En 2008, en l’absence de toute étude prospective visant à garantir l’équilibre financier des budgets des universités, la suppression des frais d’inscription dans les universités publiques a été annoncée.  Par suite, le décret n°2008-802 du 31 décembre 2008 portant prise en charge par l’Etat, des frais d’inscription des étudiants béninois non boursiers, non secourus et non-salariés dans les universités nationales du Bénin (Unb) a été adopté.

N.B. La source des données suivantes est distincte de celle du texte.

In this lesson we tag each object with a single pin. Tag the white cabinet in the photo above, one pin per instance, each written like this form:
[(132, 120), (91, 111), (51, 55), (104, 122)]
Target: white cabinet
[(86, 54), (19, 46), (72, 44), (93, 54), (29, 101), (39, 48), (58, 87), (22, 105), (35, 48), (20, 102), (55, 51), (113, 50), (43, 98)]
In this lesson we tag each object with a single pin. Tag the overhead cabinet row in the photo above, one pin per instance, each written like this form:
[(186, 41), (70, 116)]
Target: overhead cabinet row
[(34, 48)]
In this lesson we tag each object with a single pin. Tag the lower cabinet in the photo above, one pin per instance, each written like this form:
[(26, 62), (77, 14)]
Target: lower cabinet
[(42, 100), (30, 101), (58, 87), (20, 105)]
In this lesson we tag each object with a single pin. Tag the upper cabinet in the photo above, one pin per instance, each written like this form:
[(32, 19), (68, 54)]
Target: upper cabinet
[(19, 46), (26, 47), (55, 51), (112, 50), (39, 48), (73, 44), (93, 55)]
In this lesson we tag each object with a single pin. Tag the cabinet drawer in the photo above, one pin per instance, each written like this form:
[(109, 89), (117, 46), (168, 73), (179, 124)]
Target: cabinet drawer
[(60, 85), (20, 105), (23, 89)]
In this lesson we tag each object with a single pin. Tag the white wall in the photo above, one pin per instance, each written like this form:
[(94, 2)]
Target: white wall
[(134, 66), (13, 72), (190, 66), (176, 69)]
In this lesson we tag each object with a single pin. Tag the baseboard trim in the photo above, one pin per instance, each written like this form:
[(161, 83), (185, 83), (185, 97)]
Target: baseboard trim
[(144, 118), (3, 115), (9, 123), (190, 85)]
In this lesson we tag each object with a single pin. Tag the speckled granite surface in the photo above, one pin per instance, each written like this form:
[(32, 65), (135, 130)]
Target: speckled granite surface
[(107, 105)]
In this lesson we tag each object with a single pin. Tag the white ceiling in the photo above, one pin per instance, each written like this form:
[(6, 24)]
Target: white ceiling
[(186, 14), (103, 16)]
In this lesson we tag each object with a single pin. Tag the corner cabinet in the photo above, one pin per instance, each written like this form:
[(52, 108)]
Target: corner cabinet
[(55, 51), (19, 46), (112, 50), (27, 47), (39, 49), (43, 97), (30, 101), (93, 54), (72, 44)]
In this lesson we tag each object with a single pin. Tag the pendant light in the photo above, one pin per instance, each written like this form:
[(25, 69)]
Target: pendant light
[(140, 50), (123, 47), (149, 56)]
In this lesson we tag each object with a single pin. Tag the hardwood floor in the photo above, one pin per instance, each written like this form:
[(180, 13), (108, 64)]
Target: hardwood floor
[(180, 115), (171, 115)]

Pis, aucune mesure d’accompagnement n’a été prise pour compenser le déficit occasionné par cette décision. Par exemple, durant la période allant de 2013 à 2016, en moyenne 70% des étudiants de l’Université d’Abomey-Calavi (étudiants non boursiers, non secourus et non-salariés) ont bénéficié de la gratuité des droits d’inscription. Mais seulement 40% des besoins de subventions annuelles ont été pris en charge par l’Etat. Cette situation occasionne chaque année un déficit de financement évalué en moyenne à 2 milliards de FCfa.

Aussi, pour compenser le déficit important, les responsables de nos Universités publiques ont-ils demandé la réinstauration des frais d’inscription, voire leur augmentation.

Mais, tenant compte du contexte social national, et en attendant la réflexion prospective sur l’avenir de nos universités et leur gouvernance, sous l’impulsion du Conseil National de l’Education dont le processus d’installation est en voie d’achèvement, le Gouvernement a retenu que les efforts d’investissements de l’Etat seront maintenus et soutenus, pour améliorer le cadre de vie et d’études des apprenants dans lesdites universités.

De même, le Gouvernement a décidé de maintenir le statu quo sur les droits d’inscription et de formation dans les universités nationales. Par conséquent, il n’y a ni retour des frais d’inscription, ni augmentation des frais de formation dans les universités nationales au titre de l’année académique 2018-2019.

C’est pourquoi, les subventions seront accordées aux Universités nationales dans les mêmes conditions que l’année précédente, avec une possibilité d’augmentation, si les demandes exprimées par les rectorats sont justifiées.